Avant le déluge pourtant, la séparation des tâches ne s’étant pas encore imposée, un ancêtre commun apparaît en premier point de fusion de la Genèse. On l’appelle Tubalcaïn, fils de Lamech, et les traducteurs le présentent façonnant le fer au verset 23 du chapitre IV, 3070 ans avant J. C. C’est le forgeron-père, et après lui, la dispersion.

Enclume 34 expo W Vallorbe 2012

Enclume de la collection de Pierre Wegmüller exposée au musée du fer à Vallorbe durant l'été 2012. Enclume forgée, empattement à deux étages, deux sceaux de Salomon, croix latine sur triangle, croix de Malte. Multifonctions. Originaire des Vosges. Datée de 1734. Poids: 120 kg environ.

Le rapport de l’élégance

Nous nous attarderons donc sur la forge et ses accessoires puis qu’ils investissent un angle, un mur ou le centre de chaque atelier. Généralement le foyer est adossé contre un gros mur au-dessous d’un corps de cheminée dans lequel s’enlève la fumée. Mapod, dans son Manuel du forgeron, décrit une autre disposition qu’il considère comme idéale. Cette forge «différait des forges ordinaires en ce qu’elle était construite au milieu de l’atelier ; la partie inférieure faite en briques et de forme circulaire s’élevait sur un soubassement fait avec de larges pierres carrées à demi noyées dans le sol. On avait réservé dans ce bâti de briques une espèce de four destiné à contenir le charbon, les outils, les pinces, les broches et autres ustensiles. Le bâti circulaire en briques était couronné par un vaste tablier en tôle forte, renforcée sur les bords relevés d’une tringle de fer circulaire, sur laquelle était repliée la tôle. Ce tablier dépassant le bâti de trois décimètres environ était supporté par des poteaux en fer forgé, scellé dans le corps du bâti.

Au centre du tablier s’élevait de 25 centimètres le contre-foyer en briques à plat, servant d’appui aux deux foyers opposés. Le garde fumée que l’on nomme le ventail ou vulgairement la hotte, affectait la forme d’un vaste entonnoir de tôle renversé, se terminant par un tuyau coudé qui faisait passer au dehors la fumée et la vapeur du charbon.
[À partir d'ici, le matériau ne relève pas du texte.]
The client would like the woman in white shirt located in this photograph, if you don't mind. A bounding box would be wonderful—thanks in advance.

Deux soufflets de dimension moyenne alimentaient les deux foyers. Cette forge avait cela de commode qu’on pouvait tourner autour et forger deux personnes à la fois sans risque de se rencontrer et de se gêner l’un l’autre : mais c’est particulièrement sous le rapport de l’élégance qu’elle attira mon attention».
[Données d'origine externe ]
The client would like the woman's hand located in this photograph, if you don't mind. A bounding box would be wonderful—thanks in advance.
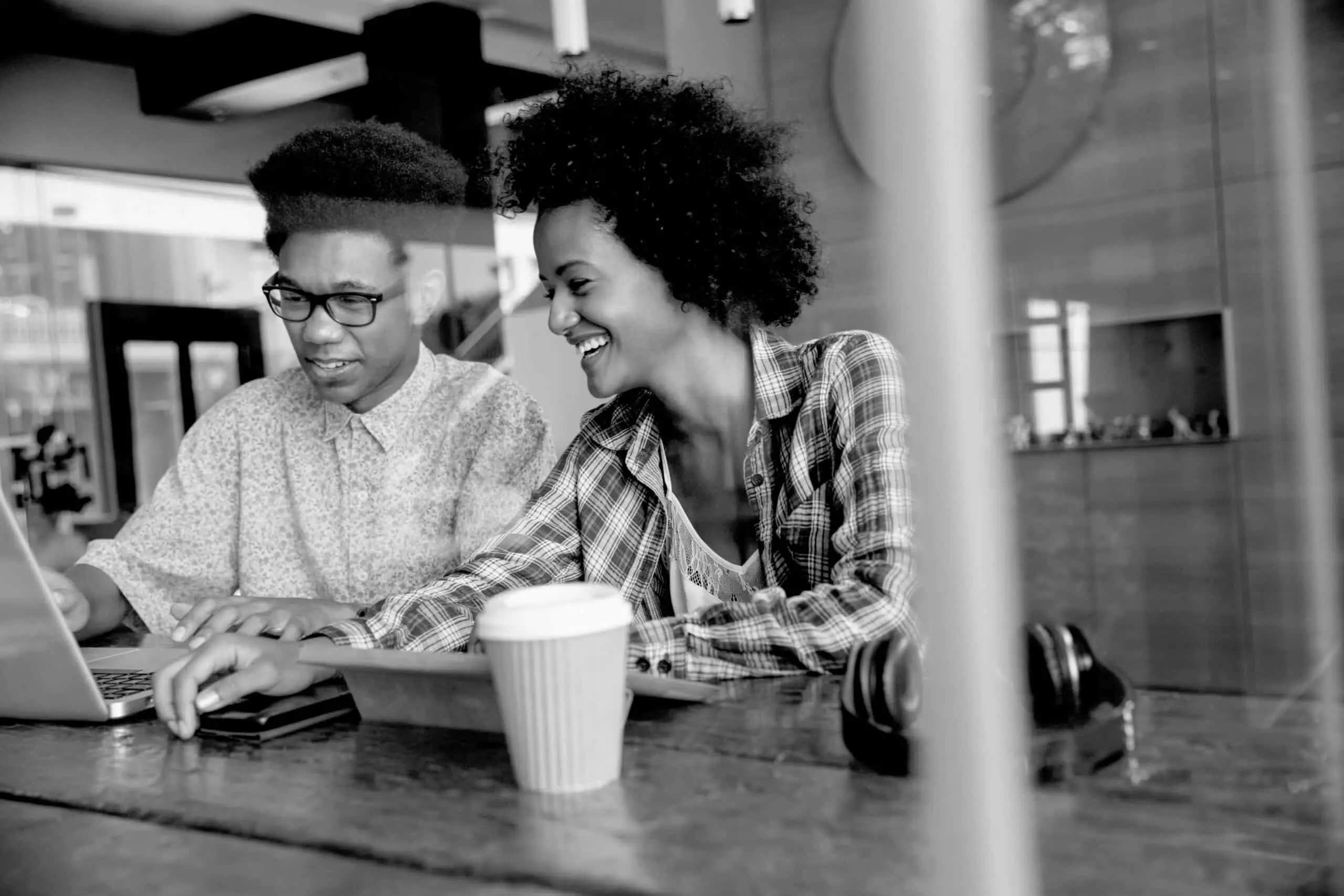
[154,634,336,739]
[171,596,359,650]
Enclume 34bis expo W Vallorbe 2012

Enclume de la collection de Pierre Wegmüller exposée au musée du fer à Vallorbe durant l'été 2012. Enclume forgée, empattement à deux étages, deux sceaux de Salomon, croix latine sur triangle, croix de Malte. Multifonctions. Originaire des Vosges. Datée de 1734. Poids: 120 kg environ.

L’eau sur le feu

A proximité du foyer, l’ouvrier doit disposer d’un baquet à charbon avec une pelle de bois ou de fer, ou plus simplement une main de fer qui est une petite pelle très courte en tôle repliée ; il doit également atteindre d’un geste aune auge de pierre remplie d’eau où attend un goupillon fait en crin et en fer, servant à jeter de l’eau sur le feu pour l’animer.

En outre, ce feu de forge doit être constamment maîtrisé. A cette fin, le forgeron dispose de trois accessoires : deux tisonniers et un coûtre de forge. Le tisonnier droit, ou pointu, va soulever le feu, crever la calotte de charbon, déranger les braises pour voir dans le foyer l’état d’avancement de la fusion du métal. Le tisonnier coudé ramasse le feu, le concentre, ramène les charbons épars ; de surcroît, il permet d’extraire de mâchefer qui peut obstruer le passage du vent.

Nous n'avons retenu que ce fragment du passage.